She looked up at the camera with a somehow broader smile. “Oh, cool! Like The Truman Show!”
I was going to make some pithy remark about how often I hear that, but then I realized that she’d made that comment while watching me on a television screen, meaning she was arguably the first person in history to legitimately make that reference.
“Yes. Exactly like that.”
When I pulled around to the window, another woman was already waiting for my credit card.
“Here you go, Truman!” She said, handing me a semi-translucent paper bag full of chicken sandwich. “Is there anything else we can do for you today?”
Am I missing something here? I was under the impression that Chick-Fil-A was a restaurant, but the employees keep making these very broad offers like How may I serve you? and Is there anything else we can do for you?

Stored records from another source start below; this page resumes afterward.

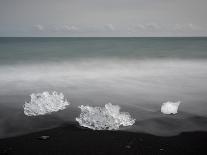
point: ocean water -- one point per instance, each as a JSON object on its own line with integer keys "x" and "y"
{"x": 139, "y": 74}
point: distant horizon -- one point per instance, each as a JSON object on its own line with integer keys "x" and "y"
{"x": 103, "y": 18}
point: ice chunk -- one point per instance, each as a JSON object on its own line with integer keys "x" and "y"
{"x": 44, "y": 103}
{"x": 170, "y": 107}
{"x": 104, "y": 118}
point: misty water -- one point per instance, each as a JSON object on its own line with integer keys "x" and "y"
{"x": 138, "y": 74}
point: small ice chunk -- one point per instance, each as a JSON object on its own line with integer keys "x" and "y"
{"x": 104, "y": 118}
{"x": 170, "y": 107}
{"x": 44, "y": 103}
{"x": 43, "y": 137}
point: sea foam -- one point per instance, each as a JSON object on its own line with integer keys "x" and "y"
{"x": 45, "y": 103}
{"x": 170, "y": 107}
{"x": 104, "y": 118}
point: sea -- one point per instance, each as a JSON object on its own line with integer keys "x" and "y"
{"x": 138, "y": 74}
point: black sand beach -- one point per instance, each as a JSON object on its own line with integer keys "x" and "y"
{"x": 71, "y": 139}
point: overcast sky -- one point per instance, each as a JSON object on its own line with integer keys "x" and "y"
{"x": 103, "y": 18}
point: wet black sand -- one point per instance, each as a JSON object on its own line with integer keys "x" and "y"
{"x": 71, "y": 139}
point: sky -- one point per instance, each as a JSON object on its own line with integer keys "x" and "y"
{"x": 103, "y": 18}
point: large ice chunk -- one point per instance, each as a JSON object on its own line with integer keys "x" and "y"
{"x": 44, "y": 103}
{"x": 104, "y": 118}
{"x": 170, "y": 107}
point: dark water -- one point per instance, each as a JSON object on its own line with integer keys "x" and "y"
{"x": 138, "y": 74}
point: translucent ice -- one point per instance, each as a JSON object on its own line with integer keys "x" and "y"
{"x": 104, "y": 118}
{"x": 44, "y": 103}
{"x": 170, "y": 107}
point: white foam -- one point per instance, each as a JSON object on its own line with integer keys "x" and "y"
{"x": 104, "y": 118}
{"x": 170, "y": 107}
{"x": 45, "y": 103}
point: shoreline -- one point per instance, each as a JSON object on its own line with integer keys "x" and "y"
{"x": 71, "y": 139}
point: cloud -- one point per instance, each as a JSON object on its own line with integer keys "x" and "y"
{"x": 39, "y": 27}
{"x": 65, "y": 28}
{"x": 144, "y": 27}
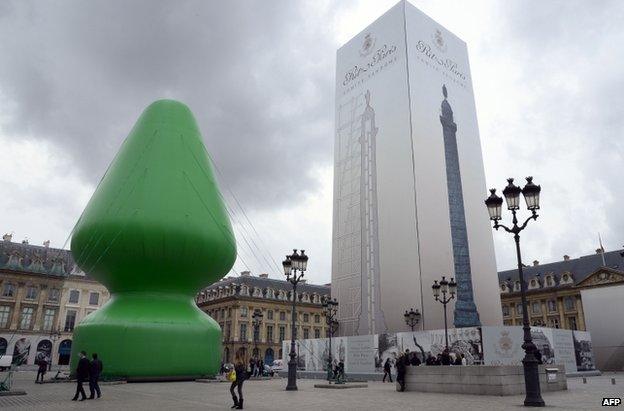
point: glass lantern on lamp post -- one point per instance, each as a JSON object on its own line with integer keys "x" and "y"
{"x": 330, "y": 309}
{"x": 531, "y": 193}
{"x": 448, "y": 289}
{"x": 296, "y": 262}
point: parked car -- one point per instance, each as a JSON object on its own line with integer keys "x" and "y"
{"x": 278, "y": 365}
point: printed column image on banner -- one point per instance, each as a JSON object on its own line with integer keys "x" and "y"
{"x": 154, "y": 233}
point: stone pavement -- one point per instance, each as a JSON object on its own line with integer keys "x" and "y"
{"x": 270, "y": 395}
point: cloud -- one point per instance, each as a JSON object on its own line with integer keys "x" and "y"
{"x": 259, "y": 77}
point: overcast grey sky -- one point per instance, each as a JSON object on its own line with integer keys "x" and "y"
{"x": 259, "y": 77}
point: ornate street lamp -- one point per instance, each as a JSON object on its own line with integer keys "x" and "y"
{"x": 256, "y": 321}
{"x": 412, "y": 318}
{"x": 293, "y": 263}
{"x": 55, "y": 335}
{"x": 494, "y": 203}
{"x": 446, "y": 288}
{"x": 330, "y": 310}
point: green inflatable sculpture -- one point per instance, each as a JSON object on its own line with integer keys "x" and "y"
{"x": 154, "y": 233}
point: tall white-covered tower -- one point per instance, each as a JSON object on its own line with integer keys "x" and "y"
{"x": 408, "y": 179}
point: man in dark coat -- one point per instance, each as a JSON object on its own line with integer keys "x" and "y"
{"x": 387, "y": 370}
{"x": 43, "y": 367}
{"x": 400, "y": 365}
{"x": 82, "y": 375}
{"x": 95, "y": 369}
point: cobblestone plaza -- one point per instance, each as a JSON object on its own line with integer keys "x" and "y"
{"x": 270, "y": 395}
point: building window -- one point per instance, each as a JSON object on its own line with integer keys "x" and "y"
{"x": 5, "y": 312}
{"x": 26, "y": 319}
{"x": 70, "y": 320}
{"x": 94, "y": 298}
{"x": 74, "y": 296}
{"x": 48, "y": 319}
{"x": 31, "y": 292}
{"x": 8, "y": 290}
{"x": 568, "y": 303}
{"x": 552, "y": 306}
{"x": 553, "y": 322}
{"x": 53, "y": 295}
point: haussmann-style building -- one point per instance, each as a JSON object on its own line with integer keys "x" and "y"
{"x": 585, "y": 294}
{"x": 233, "y": 300}
{"x": 43, "y": 295}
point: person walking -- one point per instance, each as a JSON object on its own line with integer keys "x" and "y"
{"x": 415, "y": 361}
{"x": 241, "y": 374}
{"x": 95, "y": 369}
{"x": 82, "y": 375}
{"x": 387, "y": 370}
{"x": 400, "y": 366}
{"x": 43, "y": 367}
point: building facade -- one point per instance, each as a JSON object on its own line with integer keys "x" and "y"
{"x": 573, "y": 294}
{"x": 232, "y": 302}
{"x": 43, "y": 295}
{"x": 409, "y": 180}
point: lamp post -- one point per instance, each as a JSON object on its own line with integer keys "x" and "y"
{"x": 494, "y": 204}
{"x": 330, "y": 309}
{"x": 293, "y": 263}
{"x": 412, "y": 318}
{"x": 55, "y": 335}
{"x": 445, "y": 287}
{"x": 256, "y": 321}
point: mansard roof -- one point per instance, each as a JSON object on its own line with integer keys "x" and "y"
{"x": 29, "y": 258}
{"x": 579, "y": 268}
{"x": 265, "y": 282}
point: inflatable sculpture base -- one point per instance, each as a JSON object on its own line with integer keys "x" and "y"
{"x": 154, "y": 233}
{"x": 152, "y": 336}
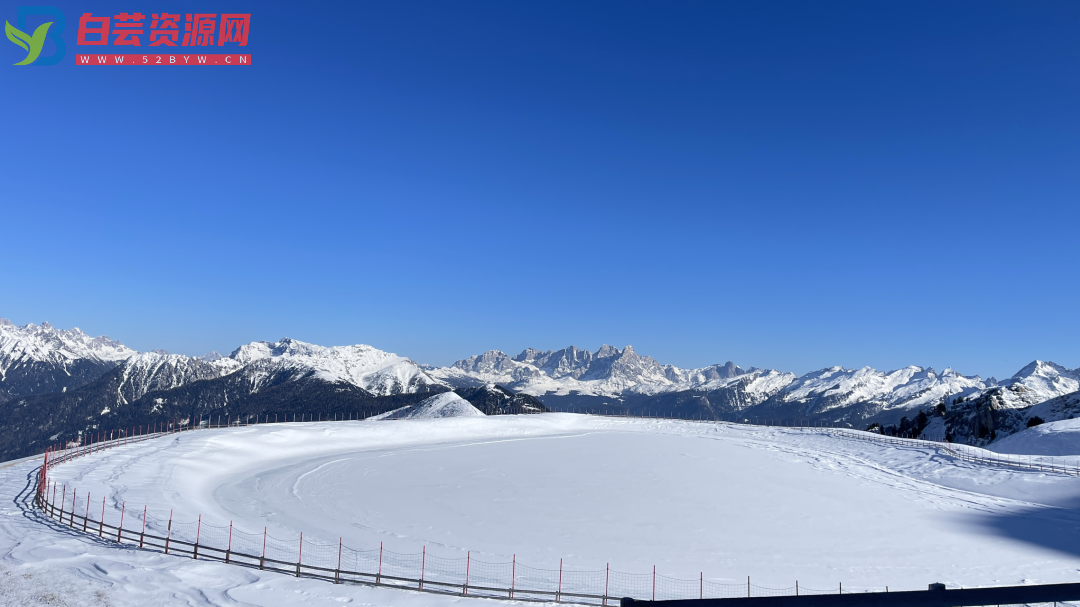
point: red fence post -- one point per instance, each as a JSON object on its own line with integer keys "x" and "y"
{"x": 120, "y": 529}
{"x": 607, "y": 578}
{"x": 558, "y": 594}
{"x": 169, "y": 536}
{"x": 194, "y": 554}
{"x": 468, "y": 563}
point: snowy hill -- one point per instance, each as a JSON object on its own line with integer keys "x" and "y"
{"x": 446, "y": 404}
{"x": 1052, "y": 439}
{"x": 41, "y": 359}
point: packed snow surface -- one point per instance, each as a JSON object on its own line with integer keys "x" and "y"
{"x": 778, "y": 504}
{"x": 1052, "y": 439}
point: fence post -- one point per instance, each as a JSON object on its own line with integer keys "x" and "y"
{"x": 607, "y": 578}
{"x": 198, "y": 535}
{"x": 558, "y": 595}
{"x": 169, "y": 536}
{"x": 120, "y": 529}
{"x": 468, "y": 563}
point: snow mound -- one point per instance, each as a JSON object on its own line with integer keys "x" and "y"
{"x": 364, "y": 366}
{"x": 446, "y": 404}
{"x": 1052, "y": 439}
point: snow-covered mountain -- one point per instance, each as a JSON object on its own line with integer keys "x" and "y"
{"x": 377, "y": 372}
{"x": 639, "y": 382}
{"x": 41, "y": 359}
{"x": 1039, "y": 381}
{"x": 608, "y": 372}
{"x": 151, "y": 372}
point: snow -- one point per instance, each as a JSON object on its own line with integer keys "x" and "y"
{"x": 779, "y": 504}
{"x": 30, "y": 342}
{"x": 446, "y": 404}
{"x": 1051, "y": 439}
{"x": 1040, "y": 381}
{"x": 378, "y": 372}
{"x": 612, "y": 373}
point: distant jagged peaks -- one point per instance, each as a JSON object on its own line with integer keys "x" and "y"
{"x": 43, "y": 342}
{"x": 607, "y": 372}
{"x": 615, "y": 373}
{"x": 378, "y": 372}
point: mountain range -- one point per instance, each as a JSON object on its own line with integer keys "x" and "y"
{"x": 59, "y": 385}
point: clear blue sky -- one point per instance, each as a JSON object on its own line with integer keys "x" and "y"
{"x": 786, "y": 185}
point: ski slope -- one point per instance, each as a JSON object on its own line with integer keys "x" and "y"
{"x": 720, "y": 500}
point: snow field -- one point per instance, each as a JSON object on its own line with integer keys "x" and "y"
{"x": 779, "y": 504}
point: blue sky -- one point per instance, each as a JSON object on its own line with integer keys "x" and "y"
{"x": 785, "y": 185}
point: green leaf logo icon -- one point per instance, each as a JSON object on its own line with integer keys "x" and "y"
{"x": 31, "y": 43}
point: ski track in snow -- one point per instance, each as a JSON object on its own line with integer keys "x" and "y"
{"x": 775, "y": 503}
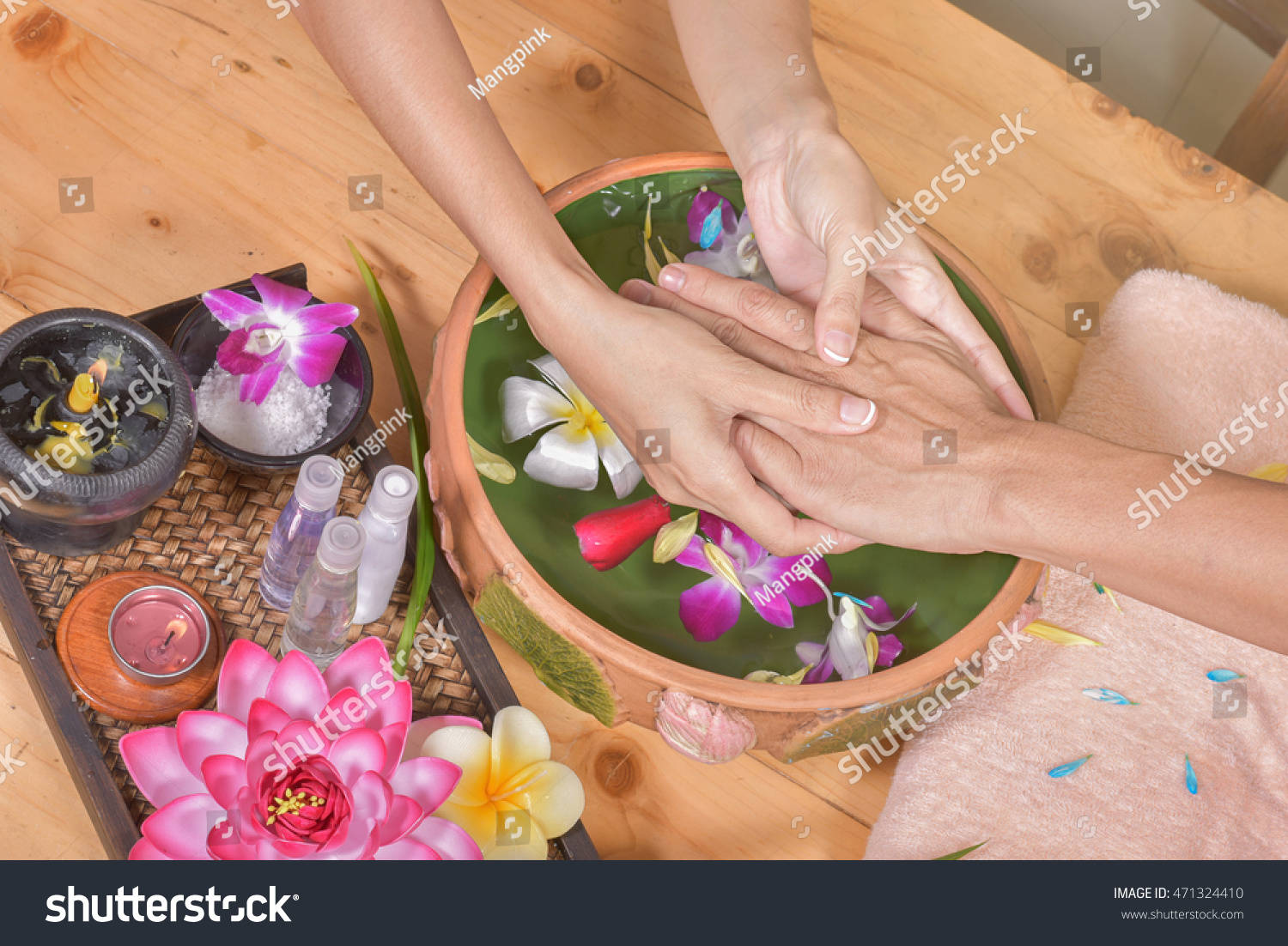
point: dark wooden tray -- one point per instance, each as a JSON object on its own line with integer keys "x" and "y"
{"x": 31, "y": 631}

Do they offer life help in addition to food? If so, then I’ll take a #7 combo with a side of paying job in the entertainment industry and an extra large Obama 2012. Otherwise, just the sandwich will be fine.
Back at the office, I ate what turned out to be a pretty tasty chicken sandwich. But at the end of the day, much to the chagrin of the cows in Chick-Fil-A’s commercials, I just don’t like chicken as much as beef. Even with God and Neil Patrick Harris on their side, Chickafilla can’t compete with that.
Truman Capps is still waiting to try Waffle House.